History Repeating for Economists: An Anticipated Financial Crisis

prisme13Prisme N°13 November 2008

Robert Boyer

Prisme N°13 November 2008 (1.4 MiB)

Finance can contribute to growth through various mechanisms: the transfer ofsavings from lenders to borrowers, the smoothing of investment and consumption profiles over time or again the transfer of risk. Financial innovations have their own characteristics: the result of private profit-seeking strategies, new financial products can spread very fast, because their production process is immaterial. This rapid diffusion can have a significant impact on macroeconomic stability.
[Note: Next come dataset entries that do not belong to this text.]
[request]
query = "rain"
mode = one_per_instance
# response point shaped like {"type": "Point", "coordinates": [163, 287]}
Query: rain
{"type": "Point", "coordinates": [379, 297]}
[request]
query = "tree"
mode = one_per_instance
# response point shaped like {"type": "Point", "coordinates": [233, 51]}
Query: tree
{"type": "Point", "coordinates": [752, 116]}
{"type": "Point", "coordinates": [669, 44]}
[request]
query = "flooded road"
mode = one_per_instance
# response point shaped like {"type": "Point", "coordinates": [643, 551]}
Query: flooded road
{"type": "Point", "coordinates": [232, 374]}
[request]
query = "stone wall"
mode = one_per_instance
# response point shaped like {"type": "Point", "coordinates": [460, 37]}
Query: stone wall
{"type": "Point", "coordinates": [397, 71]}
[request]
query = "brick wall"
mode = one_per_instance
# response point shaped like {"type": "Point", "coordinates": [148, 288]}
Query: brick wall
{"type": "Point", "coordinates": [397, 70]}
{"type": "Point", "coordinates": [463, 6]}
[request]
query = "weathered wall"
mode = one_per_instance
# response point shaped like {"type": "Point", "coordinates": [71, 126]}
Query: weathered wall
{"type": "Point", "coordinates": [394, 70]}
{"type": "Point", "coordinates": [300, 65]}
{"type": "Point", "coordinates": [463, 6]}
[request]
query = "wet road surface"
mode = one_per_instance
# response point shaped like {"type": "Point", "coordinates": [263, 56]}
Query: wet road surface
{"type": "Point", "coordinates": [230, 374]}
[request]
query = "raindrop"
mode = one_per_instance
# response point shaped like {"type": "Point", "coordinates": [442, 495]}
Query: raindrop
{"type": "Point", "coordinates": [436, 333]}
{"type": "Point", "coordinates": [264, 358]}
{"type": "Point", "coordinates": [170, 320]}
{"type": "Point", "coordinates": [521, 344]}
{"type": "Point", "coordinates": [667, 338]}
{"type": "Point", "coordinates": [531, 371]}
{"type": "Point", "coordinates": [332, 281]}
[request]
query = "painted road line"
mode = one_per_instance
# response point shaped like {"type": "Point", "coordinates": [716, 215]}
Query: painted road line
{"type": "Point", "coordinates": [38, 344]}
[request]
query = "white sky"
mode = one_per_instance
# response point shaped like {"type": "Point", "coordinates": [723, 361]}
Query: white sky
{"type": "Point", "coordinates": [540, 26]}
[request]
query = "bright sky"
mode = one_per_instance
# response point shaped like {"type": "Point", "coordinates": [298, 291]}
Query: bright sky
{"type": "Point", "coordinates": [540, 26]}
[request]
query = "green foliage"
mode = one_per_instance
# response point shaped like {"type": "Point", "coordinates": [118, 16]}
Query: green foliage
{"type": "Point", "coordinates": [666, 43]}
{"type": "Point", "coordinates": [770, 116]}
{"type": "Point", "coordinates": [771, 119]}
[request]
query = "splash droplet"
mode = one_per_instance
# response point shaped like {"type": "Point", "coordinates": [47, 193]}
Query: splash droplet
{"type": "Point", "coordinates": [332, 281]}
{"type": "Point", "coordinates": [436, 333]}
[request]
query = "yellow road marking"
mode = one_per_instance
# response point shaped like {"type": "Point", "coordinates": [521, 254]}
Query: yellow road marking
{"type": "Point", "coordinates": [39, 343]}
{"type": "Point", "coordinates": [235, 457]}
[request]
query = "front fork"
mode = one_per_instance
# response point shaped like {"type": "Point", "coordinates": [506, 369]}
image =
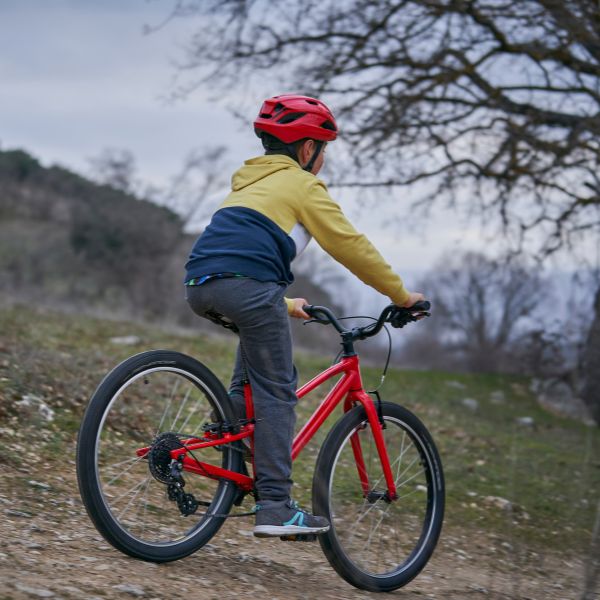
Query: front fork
{"type": "Point", "coordinates": [371, 495]}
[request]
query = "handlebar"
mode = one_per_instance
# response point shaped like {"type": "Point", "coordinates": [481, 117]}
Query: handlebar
{"type": "Point", "coordinates": [397, 316]}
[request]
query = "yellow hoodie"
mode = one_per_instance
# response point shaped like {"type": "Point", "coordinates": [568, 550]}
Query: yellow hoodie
{"type": "Point", "coordinates": [273, 210]}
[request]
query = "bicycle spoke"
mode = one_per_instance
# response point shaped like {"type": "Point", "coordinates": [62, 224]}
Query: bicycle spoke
{"type": "Point", "coordinates": [378, 535]}
{"type": "Point", "coordinates": [185, 399]}
{"type": "Point", "coordinates": [124, 471]}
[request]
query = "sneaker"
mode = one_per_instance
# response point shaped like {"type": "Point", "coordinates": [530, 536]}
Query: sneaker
{"type": "Point", "coordinates": [287, 519]}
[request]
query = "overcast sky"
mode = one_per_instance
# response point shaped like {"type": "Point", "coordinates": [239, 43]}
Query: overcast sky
{"type": "Point", "coordinates": [79, 76]}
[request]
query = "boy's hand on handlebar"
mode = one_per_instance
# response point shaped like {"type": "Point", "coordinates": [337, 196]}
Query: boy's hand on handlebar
{"type": "Point", "coordinates": [413, 297]}
{"type": "Point", "coordinates": [297, 312]}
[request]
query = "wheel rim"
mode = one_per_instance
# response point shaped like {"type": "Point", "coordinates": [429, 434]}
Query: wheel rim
{"type": "Point", "coordinates": [150, 403]}
{"type": "Point", "coordinates": [383, 539]}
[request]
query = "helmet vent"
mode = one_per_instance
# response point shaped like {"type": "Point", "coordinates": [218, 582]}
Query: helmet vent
{"type": "Point", "coordinates": [290, 117]}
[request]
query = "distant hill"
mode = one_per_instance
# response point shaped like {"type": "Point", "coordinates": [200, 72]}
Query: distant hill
{"type": "Point", "coordinates": [70, 243]}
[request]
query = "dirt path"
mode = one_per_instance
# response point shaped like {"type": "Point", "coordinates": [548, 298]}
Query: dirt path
{"type": "Point", "coordinates": [49, 549]}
Financial history shows that the effects of financial innovation, ultimately favourable to growth, materialize through a succession of crises and efforts at regulation to avoid their repetition. Historical analysis, unlike the theories that postulate the stability and efficiency of financial markets, also allows us to detect the emergence of financial crises. The crisis triggered by the subprime mortgage meltdown is no exception. The sequence:
“private financial innovation, diffusion, entry into a zone of financial fragility, open crisis” does not stem from the irrationality of agents’ behaviour. Is it then possible to avoid a financial crisis? Why not apply the same sort of certification procedures to financial innovations as we impose on food products, drugs, cars, public transport, banking and insurance? Up until now, the omnipotence of finance has prohibited any such public intervention.